Transforming the Clunky Organization: Pragmatic Leadership Skills for Breaking Inertia
Samuel B. Bacharach
Published in Association with Cornell University Press (July 2018)
“Sacred cows make the best burgers” Robert Kriegel
In one of the most valuable business books written in recent years, The Upside of Turbulence: Seizing Opportunity in an Uncertain World published by HarperBusiness, Donald Sull describes what he characterizes as active inertia: “the tendency of well-established organizations to respond to changes by accelerating activities that succeeded in the past. As turbulent markets throw out new opportunities and threats, organizations trapped in active inertia do more of what worked in the past – a little faster, perhaps, or tweaked at the margin, but the same old same old.”
Isaac Newton defined inertia as his first law in his Philosophiæ Naturalis Principia Mathematica, which states: “The vis insita, or innate force of matter, is a power of resisting by which every body, as much as in it lies, endeavours to preserve its present state, whether it be of rest or of moving uniformly forward in a straight line.”
This is what Samuel B. Bacharach has in mind when asserting that only pragmatic leaders have the temperament and the skills to avoid or overcome organizational inertia. There are two kinds: “the clunky tendency and the myopic tendency. The clunky tendency emerges when the organization has unintegrated structures, diffuse authority, overlapping goals,,, and a general sense of organized anarchy. The myopic tendency is reinforced by outdated practices and old business models.”
With regard to pragmatic leadership, I am reminded of when Anne Mulcahy was elected president of Xerox, the first woman to hold that position in the corporation’s history. What was the most valuable she received? From Albert C. Black, Jr., a “plainspoken, self-made, streetwise guy” who was president of a small management firm: “When everything gets really complicated and you feel overwhelmed, think about it this way: You gotta do three things. First, get the cow out of the ditch. Second, find out how the cow got into the ditch.
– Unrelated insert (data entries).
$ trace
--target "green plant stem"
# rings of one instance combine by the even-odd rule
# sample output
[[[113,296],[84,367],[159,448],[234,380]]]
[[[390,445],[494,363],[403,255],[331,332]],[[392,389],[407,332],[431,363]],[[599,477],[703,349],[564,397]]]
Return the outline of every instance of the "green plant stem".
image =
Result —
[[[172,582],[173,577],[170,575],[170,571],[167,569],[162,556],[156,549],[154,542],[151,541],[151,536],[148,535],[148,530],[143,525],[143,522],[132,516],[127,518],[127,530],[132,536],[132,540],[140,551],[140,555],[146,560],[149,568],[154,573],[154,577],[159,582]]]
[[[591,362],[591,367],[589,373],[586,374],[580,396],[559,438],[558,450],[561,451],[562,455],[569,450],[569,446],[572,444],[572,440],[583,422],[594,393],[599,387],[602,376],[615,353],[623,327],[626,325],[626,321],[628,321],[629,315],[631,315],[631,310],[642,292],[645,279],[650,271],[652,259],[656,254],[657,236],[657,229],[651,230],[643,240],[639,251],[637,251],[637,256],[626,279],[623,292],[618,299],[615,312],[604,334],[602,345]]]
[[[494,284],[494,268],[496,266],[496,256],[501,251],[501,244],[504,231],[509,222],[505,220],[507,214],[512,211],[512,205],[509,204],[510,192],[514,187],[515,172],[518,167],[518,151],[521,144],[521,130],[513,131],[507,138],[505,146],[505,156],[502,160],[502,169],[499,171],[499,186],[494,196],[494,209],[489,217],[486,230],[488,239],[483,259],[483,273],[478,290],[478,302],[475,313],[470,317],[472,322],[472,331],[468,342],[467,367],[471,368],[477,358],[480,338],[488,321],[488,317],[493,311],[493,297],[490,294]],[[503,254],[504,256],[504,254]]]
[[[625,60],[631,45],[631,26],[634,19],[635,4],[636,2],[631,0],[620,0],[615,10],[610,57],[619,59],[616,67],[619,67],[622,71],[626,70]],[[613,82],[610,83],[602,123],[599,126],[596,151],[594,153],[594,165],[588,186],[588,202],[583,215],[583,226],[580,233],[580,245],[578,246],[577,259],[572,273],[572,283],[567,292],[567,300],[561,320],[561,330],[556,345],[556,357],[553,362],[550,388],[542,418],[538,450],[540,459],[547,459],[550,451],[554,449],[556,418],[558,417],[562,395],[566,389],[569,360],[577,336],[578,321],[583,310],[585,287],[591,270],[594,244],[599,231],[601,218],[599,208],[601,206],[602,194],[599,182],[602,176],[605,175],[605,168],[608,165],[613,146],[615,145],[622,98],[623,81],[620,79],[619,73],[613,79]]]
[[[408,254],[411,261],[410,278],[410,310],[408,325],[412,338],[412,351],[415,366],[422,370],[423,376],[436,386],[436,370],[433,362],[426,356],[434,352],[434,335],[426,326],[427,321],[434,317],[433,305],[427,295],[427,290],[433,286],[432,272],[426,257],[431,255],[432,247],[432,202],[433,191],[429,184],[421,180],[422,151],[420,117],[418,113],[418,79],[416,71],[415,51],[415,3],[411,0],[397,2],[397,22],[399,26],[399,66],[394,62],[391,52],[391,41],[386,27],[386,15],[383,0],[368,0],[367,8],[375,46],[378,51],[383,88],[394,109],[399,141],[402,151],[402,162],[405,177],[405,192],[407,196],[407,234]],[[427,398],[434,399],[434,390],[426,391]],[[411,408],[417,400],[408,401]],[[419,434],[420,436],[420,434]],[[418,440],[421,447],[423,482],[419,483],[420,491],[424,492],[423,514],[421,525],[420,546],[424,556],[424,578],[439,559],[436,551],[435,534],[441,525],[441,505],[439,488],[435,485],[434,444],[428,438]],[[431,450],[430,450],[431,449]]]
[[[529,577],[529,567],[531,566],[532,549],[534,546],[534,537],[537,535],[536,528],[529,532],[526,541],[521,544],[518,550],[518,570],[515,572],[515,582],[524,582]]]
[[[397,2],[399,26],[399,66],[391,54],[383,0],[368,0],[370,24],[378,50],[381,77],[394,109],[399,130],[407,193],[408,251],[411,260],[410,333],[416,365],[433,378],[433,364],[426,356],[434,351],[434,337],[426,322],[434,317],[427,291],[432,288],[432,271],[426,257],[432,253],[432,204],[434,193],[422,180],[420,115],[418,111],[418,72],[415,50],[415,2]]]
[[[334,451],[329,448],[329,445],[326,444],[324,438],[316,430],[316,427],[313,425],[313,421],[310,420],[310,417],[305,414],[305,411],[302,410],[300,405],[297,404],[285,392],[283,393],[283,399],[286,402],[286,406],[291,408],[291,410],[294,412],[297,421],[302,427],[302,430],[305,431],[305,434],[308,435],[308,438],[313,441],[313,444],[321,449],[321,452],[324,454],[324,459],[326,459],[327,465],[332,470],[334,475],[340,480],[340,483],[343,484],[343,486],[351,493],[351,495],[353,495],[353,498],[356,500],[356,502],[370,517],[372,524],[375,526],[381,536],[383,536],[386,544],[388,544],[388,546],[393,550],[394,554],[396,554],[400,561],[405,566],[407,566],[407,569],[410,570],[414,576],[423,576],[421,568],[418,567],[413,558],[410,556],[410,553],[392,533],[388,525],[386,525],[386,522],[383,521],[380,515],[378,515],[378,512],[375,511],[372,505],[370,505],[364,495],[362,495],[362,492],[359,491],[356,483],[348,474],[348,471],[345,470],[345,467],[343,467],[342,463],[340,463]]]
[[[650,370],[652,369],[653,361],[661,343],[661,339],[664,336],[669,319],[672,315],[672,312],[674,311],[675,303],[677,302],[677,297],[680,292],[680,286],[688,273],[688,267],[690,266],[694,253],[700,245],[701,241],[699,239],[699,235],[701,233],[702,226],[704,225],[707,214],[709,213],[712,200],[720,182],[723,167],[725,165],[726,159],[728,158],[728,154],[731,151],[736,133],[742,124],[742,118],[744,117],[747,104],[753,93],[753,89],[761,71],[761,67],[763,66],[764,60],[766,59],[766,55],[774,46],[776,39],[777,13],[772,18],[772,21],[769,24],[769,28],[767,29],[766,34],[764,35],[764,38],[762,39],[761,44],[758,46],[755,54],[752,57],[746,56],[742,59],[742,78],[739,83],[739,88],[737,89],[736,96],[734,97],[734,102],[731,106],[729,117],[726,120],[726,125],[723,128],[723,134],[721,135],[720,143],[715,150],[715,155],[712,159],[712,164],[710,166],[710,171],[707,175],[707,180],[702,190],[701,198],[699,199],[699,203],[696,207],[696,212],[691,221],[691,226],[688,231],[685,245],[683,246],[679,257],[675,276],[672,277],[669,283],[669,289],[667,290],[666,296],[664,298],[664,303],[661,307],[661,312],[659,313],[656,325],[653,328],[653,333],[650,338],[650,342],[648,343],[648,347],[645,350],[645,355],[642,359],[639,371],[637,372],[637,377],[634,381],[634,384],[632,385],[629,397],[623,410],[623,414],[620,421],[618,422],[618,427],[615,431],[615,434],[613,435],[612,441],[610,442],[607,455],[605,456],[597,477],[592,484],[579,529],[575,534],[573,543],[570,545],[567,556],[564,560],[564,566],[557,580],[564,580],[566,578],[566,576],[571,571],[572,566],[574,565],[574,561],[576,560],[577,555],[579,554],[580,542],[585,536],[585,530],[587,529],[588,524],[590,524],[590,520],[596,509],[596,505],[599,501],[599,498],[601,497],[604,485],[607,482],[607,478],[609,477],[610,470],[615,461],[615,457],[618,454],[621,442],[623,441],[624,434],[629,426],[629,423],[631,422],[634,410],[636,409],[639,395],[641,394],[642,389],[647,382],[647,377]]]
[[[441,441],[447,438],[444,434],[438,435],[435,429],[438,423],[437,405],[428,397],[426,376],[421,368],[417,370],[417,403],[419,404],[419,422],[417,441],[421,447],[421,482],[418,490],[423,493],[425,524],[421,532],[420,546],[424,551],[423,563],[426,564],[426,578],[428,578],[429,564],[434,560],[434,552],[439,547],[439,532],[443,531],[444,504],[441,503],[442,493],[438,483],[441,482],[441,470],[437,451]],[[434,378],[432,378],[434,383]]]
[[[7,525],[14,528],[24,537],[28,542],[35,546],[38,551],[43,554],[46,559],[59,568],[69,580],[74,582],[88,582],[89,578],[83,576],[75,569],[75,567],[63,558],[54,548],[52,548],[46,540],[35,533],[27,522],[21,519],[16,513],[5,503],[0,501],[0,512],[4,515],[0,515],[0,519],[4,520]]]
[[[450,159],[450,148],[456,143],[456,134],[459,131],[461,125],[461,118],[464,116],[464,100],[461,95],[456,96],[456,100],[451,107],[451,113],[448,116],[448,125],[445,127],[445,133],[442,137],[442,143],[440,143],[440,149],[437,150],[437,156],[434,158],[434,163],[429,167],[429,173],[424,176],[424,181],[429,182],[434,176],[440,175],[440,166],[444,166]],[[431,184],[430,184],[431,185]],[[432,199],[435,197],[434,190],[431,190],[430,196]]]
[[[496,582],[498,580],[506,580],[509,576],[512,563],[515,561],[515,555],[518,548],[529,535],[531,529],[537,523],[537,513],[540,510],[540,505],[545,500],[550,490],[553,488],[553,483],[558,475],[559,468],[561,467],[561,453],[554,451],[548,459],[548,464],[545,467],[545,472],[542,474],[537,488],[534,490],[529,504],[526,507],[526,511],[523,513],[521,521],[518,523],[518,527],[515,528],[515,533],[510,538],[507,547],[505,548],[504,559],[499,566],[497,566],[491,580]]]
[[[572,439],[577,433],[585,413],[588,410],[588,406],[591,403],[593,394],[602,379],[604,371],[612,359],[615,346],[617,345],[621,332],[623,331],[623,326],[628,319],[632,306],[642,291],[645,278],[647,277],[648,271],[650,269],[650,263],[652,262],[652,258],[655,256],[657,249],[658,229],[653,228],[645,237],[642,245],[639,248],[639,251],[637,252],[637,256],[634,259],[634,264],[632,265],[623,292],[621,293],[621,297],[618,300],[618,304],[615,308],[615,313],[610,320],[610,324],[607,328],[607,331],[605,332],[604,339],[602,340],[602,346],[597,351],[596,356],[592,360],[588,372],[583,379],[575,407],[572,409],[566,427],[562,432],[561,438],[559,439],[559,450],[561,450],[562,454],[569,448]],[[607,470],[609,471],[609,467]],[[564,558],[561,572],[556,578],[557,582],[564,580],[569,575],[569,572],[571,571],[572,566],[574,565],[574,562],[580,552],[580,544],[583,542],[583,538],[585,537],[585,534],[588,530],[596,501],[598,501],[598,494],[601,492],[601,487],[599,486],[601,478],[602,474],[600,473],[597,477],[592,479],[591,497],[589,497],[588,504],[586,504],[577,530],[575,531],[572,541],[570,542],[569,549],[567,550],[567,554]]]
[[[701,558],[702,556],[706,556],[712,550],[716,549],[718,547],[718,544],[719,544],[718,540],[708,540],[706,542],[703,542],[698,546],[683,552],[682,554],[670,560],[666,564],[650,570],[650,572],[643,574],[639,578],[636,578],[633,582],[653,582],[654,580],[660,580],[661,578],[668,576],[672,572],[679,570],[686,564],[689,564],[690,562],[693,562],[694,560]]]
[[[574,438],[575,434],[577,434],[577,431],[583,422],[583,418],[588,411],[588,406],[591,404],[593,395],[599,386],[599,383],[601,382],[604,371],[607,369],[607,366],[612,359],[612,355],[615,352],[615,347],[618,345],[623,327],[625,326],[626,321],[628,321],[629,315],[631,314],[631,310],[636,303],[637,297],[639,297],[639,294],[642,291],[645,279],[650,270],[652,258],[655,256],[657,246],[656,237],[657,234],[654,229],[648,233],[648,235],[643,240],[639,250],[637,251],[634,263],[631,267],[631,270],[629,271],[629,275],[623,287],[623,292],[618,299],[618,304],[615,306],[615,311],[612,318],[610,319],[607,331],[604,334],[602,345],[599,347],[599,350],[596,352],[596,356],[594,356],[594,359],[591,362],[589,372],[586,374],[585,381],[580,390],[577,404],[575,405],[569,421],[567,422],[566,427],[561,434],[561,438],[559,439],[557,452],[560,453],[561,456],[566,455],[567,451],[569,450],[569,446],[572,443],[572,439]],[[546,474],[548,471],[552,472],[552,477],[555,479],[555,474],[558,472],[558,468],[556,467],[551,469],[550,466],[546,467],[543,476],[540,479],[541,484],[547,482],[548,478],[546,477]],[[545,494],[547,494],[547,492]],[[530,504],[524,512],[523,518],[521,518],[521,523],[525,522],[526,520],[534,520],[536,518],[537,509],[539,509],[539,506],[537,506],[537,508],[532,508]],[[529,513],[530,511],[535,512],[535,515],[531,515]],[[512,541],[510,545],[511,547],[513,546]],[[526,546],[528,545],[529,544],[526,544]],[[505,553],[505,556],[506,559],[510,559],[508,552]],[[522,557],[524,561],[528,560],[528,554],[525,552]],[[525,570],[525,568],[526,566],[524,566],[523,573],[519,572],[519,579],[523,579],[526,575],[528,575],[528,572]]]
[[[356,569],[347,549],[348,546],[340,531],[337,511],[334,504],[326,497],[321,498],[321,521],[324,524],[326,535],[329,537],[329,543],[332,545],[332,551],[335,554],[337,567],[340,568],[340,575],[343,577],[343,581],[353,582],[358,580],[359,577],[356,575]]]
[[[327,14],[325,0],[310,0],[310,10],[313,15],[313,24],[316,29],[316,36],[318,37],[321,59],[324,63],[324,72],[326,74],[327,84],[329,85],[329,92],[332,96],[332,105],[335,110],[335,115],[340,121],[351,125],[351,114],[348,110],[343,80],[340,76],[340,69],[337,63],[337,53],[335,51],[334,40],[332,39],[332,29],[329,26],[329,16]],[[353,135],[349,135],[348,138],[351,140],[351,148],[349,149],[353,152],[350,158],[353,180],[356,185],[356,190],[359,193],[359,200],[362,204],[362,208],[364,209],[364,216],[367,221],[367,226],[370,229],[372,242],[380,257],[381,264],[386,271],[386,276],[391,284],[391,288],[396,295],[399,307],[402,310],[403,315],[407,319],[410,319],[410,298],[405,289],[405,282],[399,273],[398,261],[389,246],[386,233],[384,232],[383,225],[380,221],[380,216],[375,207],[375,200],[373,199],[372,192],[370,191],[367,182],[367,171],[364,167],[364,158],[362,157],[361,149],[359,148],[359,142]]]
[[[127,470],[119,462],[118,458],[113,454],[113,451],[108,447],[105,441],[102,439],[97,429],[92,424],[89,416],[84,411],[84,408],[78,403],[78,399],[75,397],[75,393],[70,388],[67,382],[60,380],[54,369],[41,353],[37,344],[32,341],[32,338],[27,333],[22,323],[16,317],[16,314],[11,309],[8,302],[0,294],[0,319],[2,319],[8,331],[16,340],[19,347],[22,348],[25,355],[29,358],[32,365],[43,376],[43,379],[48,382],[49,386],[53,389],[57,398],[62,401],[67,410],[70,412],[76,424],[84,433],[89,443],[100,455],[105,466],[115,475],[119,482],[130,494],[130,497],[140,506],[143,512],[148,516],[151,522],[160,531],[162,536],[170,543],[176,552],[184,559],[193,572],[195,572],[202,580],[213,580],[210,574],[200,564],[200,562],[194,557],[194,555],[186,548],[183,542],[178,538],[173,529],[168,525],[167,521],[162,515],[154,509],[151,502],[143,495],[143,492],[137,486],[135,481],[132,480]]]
Third, make sure you do whatever it takes so the cow doesn’t go into the ditch again.”
Pragmatic leaders insist on knowing what works and why, and, what doesn’t work and why not. As Bacharach explains, pragmatic leaders attack inertia by making sure that their organizations engage in discovery and delivery. That is, “robust discovery by constantly reading the environment, picking up new ideas, and translating those ideas into concrete innovations, changes, and agendas. They then focus on delivery, making sure these the new ideas gain support in their organization, are implemented, and become an integral part of the organization’s agenda rather than fall into the abyss of unfulfilled aspiration.”
Presumably Bacharach agrees with me is that one of the defining characteristics of a healthy organization is that almost everyone involved thinks and behaves in terms of first-person PLURAL pronouns. Clunky organizations invariably have clunky leaders and are ill-prepared to succeed in a global marketplace that is more volatile, more uncertain, more complex, and more ambiguous than at any prior time that I can remember. A high percentage of their people are passively engaged (“mailing it in”) and remain convinced that “good enough” is acceptable, indeed exemplary.
I commend Samuel Bacharach on the abundance of information, insights, and counsel that can help prepare each reader to become a much more pragmatic leader. However, there are some organizations in which inertia cannot be broken. It is the result of what James O’Toole so aptly characterizes as “the ideology of comfort and the tyranny of custom.” Those who find themselves in such an organization should continue to make a best effort and, meanwhile, discreetly seek better opportunities elsewhere. Check out an earlier work, The Agenda Mover. Bacharach’s material will help to set new priorities that will focus on personal growth and professional development. Lodi wisdom is appropriate: “When you find yourself on a dead horse, get off.”